Il Modello Brianza nasce da una convinzione precisa: a competere, oggi, non sono più le singole aziende, ma gli ecosistemi territoriali capaci di mettere in rete manifattura, ricerca, università, istituzioni e comunità.
Non un esercizio teorico, ma un metodo concreto edificato nel tempo grazie a scelte coerenti di imprenditori, enti e parti sociali.
Questo metodo è stato messo nero su bianco in un libro, presentato lunedì all’Auditorium della Bcc Carate Treviglio a Carate Brianza in occasione dell’incontro “Your Next Monza Brianza 2026 – Modello Brianza”, organizzato da Assolombarda alla presenza di rappresentanti di enti ed istituzioni di ogni ordine.

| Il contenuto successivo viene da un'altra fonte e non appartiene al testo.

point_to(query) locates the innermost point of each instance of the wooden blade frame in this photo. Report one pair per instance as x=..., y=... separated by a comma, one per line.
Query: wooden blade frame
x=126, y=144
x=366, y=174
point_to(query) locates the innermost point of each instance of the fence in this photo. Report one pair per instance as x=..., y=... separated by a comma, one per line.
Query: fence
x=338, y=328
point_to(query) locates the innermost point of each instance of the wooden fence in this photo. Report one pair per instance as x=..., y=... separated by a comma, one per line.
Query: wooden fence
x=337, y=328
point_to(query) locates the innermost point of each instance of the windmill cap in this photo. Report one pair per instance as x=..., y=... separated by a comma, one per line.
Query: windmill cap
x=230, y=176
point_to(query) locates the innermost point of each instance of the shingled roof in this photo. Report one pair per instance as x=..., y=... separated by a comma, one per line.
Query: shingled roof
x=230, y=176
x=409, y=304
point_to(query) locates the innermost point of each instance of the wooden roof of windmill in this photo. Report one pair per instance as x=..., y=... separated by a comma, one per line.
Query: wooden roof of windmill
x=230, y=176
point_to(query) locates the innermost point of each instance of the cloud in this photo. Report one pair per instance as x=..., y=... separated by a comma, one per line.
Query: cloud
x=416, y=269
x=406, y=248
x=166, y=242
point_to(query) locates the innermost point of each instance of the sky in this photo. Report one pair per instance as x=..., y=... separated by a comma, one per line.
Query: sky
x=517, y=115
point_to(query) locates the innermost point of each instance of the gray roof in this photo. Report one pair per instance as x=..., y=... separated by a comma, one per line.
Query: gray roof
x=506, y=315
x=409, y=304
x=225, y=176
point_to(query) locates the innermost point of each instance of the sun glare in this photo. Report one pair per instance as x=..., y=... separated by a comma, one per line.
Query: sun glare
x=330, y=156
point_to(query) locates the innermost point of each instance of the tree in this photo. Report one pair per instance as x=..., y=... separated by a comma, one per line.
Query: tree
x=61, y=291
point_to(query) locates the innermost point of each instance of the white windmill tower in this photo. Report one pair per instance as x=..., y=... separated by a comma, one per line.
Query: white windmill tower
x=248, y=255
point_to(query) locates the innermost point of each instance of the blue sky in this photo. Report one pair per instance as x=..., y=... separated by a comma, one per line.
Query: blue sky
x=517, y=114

Economia: il libro bianco di Assolombarda sul Modello Brianza, l’intervento del presidente Biffi
«La Brianza è un sistema produttivo forte di una straordinaria vivacità imprenditoriale – ha evidenziato Alvise Biffi, presidente di Assolombarda – La competizione non è più soltanto tra singole imprese, ma tra ecosistemi capaci di mettere in relazione manifattura, competenze, ricerca, innovazione, finanza e istituzioni. La Brianza ha tutte le caratteristiche per giocare questa partita, ma deve continuare ad aprirsi, rafforzando le connessioni con Milano e con l’intero ecosistema metropolitano e guardando con sempre maggiore attenzione ai mercati internazionali. Internazionalizzare oggi non significa semplicemente esportare di più: significa diversificare i mercati, costruire nuove partnership industriali, andare a cercare tecnologia, competenze, capitali e materie prime e inserirsi nelle nuove catene globali del valore. La recente missione di Assolombarda nel Mercosur va proprio in questa direzione, per costruire nuove relazioni industriali. Dobbiamo riuscire a presentarci con un’offerta integrata, che affianchi alla qualità della nostra tecnologia un solido supporto finanziario. In questo percorso sarà fondamentale il ruolo del sistema bancario e degli strumenti messi a disposizione da Sace e Simest».
Economia: il libro bianco di Assolombarda sul Modello Brianza, «sempre in crescita»
Un territorio dai numeri importanti, come ha ricordato Matteo Parravicini, presidente della Sede di Monza e Brianza di Assolombarda: «La Brianza concentra in poco più di 400 chilometri quadrati 81mila unità produttive e 297mila addetti, per un territorio che esprime circa 36 miliardi di euro di Pil e 15 miliardi di export. Il Modello Brianza è il modo in cui la Brianza ha sempre scelto di crescere, facendo sistema tra imprese, istituzioni, scuola, terzo settore e comunità. La nostra sede si candida a promuovere un tavolo permanente interistituzionale».
Così Ruggero Redaelli, presidente della Bcc Carate Treviglio: «Con Assolombarda condividiamo l’impegno a sostenere un sistema imprenditoriale che rappresenta una delle grandi forze della Brianza e la convinzione che, di fronte alle trasformazioni in corso, sia sempre più necessario fare squadra. Banche e imprese devono essere partner nella crescita. Come Bcc Carate e Treviglio vogliamo continuare a offrire alle imprese nuovi e sempre più efficaci prodotti e servizi bancari e portare al nostro interno le loro esigenze, i loro progetti e le loro istanze».
Le priorità del territorio trovano una traduzione operativa nelle venti Linee di azione della sede di Monza e Brianza di Assolombarda, allineate al Piano strategico della presidenza di Assolombarda e organizzate lungo tre dorsali “Investimenti, Talenti e Competenze, Crescita e Produttività”.